I am now 34. I’m now neither anorexic, a victim, nor a soldier—I’m a warrior. I have a home near my parents. We’ve all grown used to saying “I love you” and “I’m sorry,” and neither expression has lost its rightful power. Every Sunday, we have dinner. Last Sunday, we discussed Thanksgiving, which we will be hosting at their home. As is our new normal, Momma will handle the savory, I’ll contribute a few desserts. Growing parallel to the last four years, a new career as a writer, speaker, and trauma coach has taken shape. Now, being able to help other women in their journey of self-expression, healing, and empowerment daily fulfills the dream I’ve had since I was 11, of being a voice for those who have been silenced.
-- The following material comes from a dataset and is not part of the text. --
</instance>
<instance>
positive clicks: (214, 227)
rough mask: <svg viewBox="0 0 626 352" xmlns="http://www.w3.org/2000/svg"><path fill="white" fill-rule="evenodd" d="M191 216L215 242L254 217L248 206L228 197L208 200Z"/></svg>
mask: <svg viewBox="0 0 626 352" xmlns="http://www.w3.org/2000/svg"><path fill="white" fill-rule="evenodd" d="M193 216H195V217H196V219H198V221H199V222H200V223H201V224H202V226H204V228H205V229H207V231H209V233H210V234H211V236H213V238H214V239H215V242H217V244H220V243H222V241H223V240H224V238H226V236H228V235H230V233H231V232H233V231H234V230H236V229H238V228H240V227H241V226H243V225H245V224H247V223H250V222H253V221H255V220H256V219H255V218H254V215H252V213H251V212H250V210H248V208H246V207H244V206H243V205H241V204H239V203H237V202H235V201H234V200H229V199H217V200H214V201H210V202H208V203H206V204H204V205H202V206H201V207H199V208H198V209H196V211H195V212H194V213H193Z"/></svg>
The other night, after a performance of mine, an audience member asked Momma and Dad whether my work has impacted them in any way.
“It’s made me braver,” Momma replied. “We have always been close in our family but now, we talk about challenging things. We’re more connected than before.”
The moment her words touched the air, I realized arriving at these words has been my long journey home. Afterwards, Momma, Dad, and I went out for dinner. Every bite was heaven.